Un fragoroso applauso del pubblico presente oggi nell'aula bunker di Rebibbia è partito alla conclusione della lettura del dispositivo di sentenza. La sentenza è stata pronunciata dalla Seconda Corte d'Assise di Roma presieduta da Lucio Mario D'Andria. Il pm Francesco Caporale aveva chiesto 4 ergastoli e un'assoluzione per Vanek non essendoci prove sufficienti per una sua condanna. La corte è andata anche oltre, prevedendo il risarcimento dei danni, per ciascuna delle parti civili, pari a 100mila euro. Agli imputati è stata inflitta anche la pena accessoria di un anno di isolamento e l'interdizione perpetua dai pubblici uffici. La sentenza - ha disposto la corte presieduta da Mario Lucio D'Andria - sarà pubblicata sui maggiori quotidiani italiani. Gli imputati, insieme con l'ammiraglio Emilio Eduardo Massera, che viene processato a parte, essendo stata la sua posizione stralciata perche' in precarie condizioni di salute, e con altre persone non identificate, faceva parte del "Gruppo de Tarea 3.3.2." durante la dittatura militare argentina del marzo '76. Questo gruppo operava presso la "Escuela superior de mecanica de la armada" (Esma).
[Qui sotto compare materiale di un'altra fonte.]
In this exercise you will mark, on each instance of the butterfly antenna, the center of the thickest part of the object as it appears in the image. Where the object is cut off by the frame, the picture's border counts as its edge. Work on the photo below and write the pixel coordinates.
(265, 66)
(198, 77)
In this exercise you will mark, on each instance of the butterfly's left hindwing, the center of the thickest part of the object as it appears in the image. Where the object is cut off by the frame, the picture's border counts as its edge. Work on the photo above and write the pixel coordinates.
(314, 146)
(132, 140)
Un ampio dossier di Selvas.org ricostruisce l'evoluzione del processo e le persecuzioni del regime militare argentino che riguardarono tutti gli oppositori politici del regime e in particolare i simpatizzanti di sinistra. All'epoca del sequestro Susanna Pegoraro era incinta. Dopo il parto la bambina le fu sottratta e venne affidata ad un ex ufficiale del regime: è stata rintracciata alcuni anni fa. La magistratura ha già processato altri ufficiali argentini accusati di essere implicati nella scomparsa di cittadini con passaporto italiano durante gli anni della dittatura, con una storica sentenza del 2000. Ancora nessun colpevole, però, è stato estradato in Italia, inizialmente perché i casi erano coperti da amnistia e successivamente, quando questa fu revocata, perché i sospetti cominciarono a dover rispondere delle stesse accuse in Argentina.
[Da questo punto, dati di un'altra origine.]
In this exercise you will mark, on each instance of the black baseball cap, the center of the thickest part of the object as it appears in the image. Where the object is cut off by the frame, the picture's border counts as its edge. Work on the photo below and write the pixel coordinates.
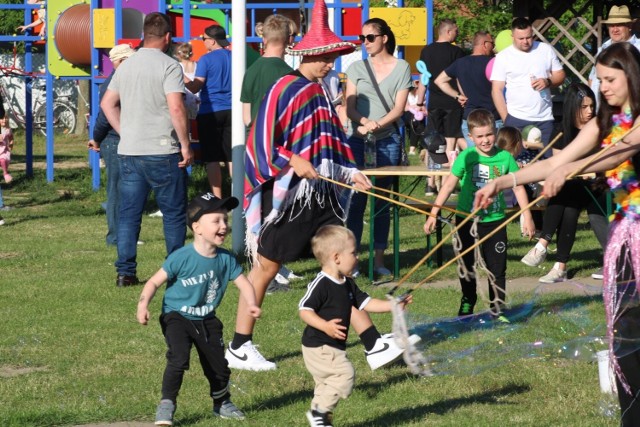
(436, 146)
(218, 33)
(207, 203)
Particolarmente felice Estela Carlotto, presidente dell'associazione delle nonne di 'Plaza de Mayo', luogo simbolo della protesta dei familiari delle vittime della repressione in Argentina. "E' una emozione incredibile, non di allegria ma di dolore che comunichiamo al mondo - ha detto - in Italia c'ègiustizia. Oggi e' stato riconosciuto il dolore delle famiglie delle tre persone che non sono piu' con noi e forse da oggi avranno piu' forza per andare avanti. Spero che con questa sentenza si muova anche la giustizia argentina". In occasione del 30° anniversario del golpe in Argentina, Selvas.org ha dedicato un'intervista alla 'nonna coraggio' Estela Carlotto, Presidente delle Nonne di Plaza de Mayo, che continua a chiedere giustizia per la figlia Laura, assassinata nel 1978.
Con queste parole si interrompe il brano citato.